The OPA has also provided administrative support to assist the VPA in organizing programs and events. These include annual National Postdoc Appreciation Week activities, which drew more than 100 postdoc attendees across three events this year, and the VPA Symposium. The symposium is held annually and offers a venue for postdocs to present their research, network with other postdocs and faculty, learn about career options, and hear from invited speakers about the valuable skills postdocs can offer employers. In 2017, the 11th VPA Symposium—the first co-sponsored and supported by the OPA—was well-attended, with more than 160 registrants. With generous support and assistance from the OPA, 2017 was the first time the symposium included boxed lunches for all attendees and offered a social/networking hour with refreshments during the late afternoon poster session. In addition, an awards ceremony was held recognizing outstanding postdocs and mentors. Feedback on the event was very positive, and the VPA and OPA are teaming up to make the 2018 VPA Symposium even better, including moving to a larger venue on campus. Moving to this new space would not have been possible without the OPA’s support. Working as a team, the OPA and VPA are continually improving their offerings to Vanderbilt postdocs.
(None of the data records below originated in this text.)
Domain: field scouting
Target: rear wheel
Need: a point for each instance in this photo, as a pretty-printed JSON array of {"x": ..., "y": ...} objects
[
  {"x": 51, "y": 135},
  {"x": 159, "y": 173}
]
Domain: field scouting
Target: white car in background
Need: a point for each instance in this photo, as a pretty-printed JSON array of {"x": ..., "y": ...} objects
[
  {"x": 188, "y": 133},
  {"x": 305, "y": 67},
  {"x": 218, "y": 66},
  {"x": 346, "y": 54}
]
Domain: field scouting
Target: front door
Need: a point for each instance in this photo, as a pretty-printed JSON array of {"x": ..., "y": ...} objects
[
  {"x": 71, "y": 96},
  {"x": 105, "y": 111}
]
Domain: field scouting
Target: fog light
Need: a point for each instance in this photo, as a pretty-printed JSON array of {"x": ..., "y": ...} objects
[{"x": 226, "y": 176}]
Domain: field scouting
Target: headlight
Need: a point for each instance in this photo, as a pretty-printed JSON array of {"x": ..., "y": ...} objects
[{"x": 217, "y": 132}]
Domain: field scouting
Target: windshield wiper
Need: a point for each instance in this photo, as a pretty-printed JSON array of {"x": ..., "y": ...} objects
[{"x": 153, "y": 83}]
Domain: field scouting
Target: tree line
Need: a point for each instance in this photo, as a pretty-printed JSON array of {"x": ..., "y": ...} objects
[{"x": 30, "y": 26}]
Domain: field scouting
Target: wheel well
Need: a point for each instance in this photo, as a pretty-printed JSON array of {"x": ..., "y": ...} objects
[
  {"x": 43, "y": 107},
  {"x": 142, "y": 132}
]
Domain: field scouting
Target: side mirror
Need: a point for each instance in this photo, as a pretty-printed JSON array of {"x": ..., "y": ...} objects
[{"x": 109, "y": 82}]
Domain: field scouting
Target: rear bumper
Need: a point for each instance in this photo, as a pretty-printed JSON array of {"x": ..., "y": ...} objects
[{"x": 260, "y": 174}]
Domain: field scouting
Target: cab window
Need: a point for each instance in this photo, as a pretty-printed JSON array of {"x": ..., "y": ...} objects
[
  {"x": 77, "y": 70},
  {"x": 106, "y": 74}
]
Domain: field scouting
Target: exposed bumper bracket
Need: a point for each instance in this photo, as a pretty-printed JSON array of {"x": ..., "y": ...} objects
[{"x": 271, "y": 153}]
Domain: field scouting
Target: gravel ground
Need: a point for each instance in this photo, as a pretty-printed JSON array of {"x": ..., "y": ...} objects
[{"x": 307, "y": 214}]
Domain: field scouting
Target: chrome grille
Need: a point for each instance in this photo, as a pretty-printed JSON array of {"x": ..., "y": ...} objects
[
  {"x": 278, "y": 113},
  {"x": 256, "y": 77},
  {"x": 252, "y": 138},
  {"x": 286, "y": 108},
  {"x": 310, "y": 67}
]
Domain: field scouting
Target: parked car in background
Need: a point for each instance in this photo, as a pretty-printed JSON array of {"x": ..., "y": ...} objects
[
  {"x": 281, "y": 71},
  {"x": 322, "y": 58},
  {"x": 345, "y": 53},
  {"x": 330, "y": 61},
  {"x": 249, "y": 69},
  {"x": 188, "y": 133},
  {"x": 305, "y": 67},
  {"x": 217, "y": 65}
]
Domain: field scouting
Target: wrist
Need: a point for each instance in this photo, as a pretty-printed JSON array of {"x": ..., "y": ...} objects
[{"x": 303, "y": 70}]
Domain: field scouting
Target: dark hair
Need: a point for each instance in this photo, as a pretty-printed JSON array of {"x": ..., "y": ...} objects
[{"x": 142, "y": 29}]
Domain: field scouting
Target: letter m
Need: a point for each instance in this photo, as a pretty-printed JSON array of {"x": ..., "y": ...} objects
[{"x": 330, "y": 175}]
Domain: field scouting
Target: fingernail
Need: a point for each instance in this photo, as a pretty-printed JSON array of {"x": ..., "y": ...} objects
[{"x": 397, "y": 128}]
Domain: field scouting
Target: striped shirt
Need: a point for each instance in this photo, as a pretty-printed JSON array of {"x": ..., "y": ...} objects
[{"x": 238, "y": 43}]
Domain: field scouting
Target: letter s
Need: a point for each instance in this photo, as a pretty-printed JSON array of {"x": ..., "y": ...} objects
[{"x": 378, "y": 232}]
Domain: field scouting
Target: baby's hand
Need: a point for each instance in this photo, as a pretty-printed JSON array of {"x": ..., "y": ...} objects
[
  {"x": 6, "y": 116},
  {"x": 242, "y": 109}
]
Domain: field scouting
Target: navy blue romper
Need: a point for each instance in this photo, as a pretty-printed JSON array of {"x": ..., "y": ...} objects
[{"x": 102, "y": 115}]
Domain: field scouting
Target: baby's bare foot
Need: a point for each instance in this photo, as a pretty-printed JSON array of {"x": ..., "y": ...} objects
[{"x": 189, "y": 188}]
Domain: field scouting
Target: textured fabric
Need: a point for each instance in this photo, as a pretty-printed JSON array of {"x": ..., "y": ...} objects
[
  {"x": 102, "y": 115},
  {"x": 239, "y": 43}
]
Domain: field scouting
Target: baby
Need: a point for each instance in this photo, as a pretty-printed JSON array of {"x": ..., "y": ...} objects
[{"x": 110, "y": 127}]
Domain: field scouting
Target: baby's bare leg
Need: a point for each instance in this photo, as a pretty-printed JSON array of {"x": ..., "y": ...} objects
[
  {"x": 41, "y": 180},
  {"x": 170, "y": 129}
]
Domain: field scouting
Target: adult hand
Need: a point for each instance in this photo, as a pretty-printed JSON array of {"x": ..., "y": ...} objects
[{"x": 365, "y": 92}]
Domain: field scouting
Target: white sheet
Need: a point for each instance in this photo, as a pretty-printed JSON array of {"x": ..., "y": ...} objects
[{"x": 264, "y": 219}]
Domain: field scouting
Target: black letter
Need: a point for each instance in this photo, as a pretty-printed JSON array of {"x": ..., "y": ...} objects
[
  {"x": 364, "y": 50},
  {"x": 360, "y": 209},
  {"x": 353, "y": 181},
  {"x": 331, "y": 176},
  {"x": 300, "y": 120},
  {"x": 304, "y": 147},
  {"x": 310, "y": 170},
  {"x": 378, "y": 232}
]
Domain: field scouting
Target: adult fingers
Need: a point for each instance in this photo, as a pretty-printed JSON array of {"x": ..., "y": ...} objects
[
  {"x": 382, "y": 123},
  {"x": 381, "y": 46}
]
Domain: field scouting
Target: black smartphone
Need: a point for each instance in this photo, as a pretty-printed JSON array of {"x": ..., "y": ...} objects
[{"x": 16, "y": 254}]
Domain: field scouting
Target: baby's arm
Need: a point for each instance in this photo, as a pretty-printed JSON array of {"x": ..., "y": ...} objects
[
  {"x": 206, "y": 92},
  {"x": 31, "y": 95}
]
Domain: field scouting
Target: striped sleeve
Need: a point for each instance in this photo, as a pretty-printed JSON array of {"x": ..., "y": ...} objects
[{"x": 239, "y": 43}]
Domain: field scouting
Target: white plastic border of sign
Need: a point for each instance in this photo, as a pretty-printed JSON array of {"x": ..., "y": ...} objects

A big part of the VPA’s and OPA’s ongoing mission is to make all postdocs at Vanderbilt feel welcome and supported. It has proved challenging for the VPA to engage non-biomedical and non-STEM (science, technology, engineering, and math) postdocs but we are making efforts to improve inclusivity. Enhanced central communication, efforts to expand and diversify the leadership of the VPA (including committees focused on outreach, communication, and diversity), and the development of a VPA website in 2016, have helped make our organization more visible to postdocs on campus. In fact, we have had postdocs from eight traditionally non-biomedical departments (including psychology, earth and environmental science, management, sociology, physics/astronomy, and teaching/learning) attend VPA events in 2017. To broaden our outreach and visibility, the VPA is appointing postdoc departmental liaisons who will reach out to new postdocs in their departments to inform them of the VPA, OPA, and other resources and support available to them. Our hope is that connecting new postdocs to a support community early on will ease their transition at Vanderbilt, as well as grow the number of postdocs actively engaged in VPA activities. With help and support from the OPA, we see a bright future ahead for the expanded VPA.


Christopher Smith, PhD, is a postdoctoral trainee in the Department of Psychology at Vanderbilt University. He serves as junior co-chair of the Vanderbilt Postdoctoral Association.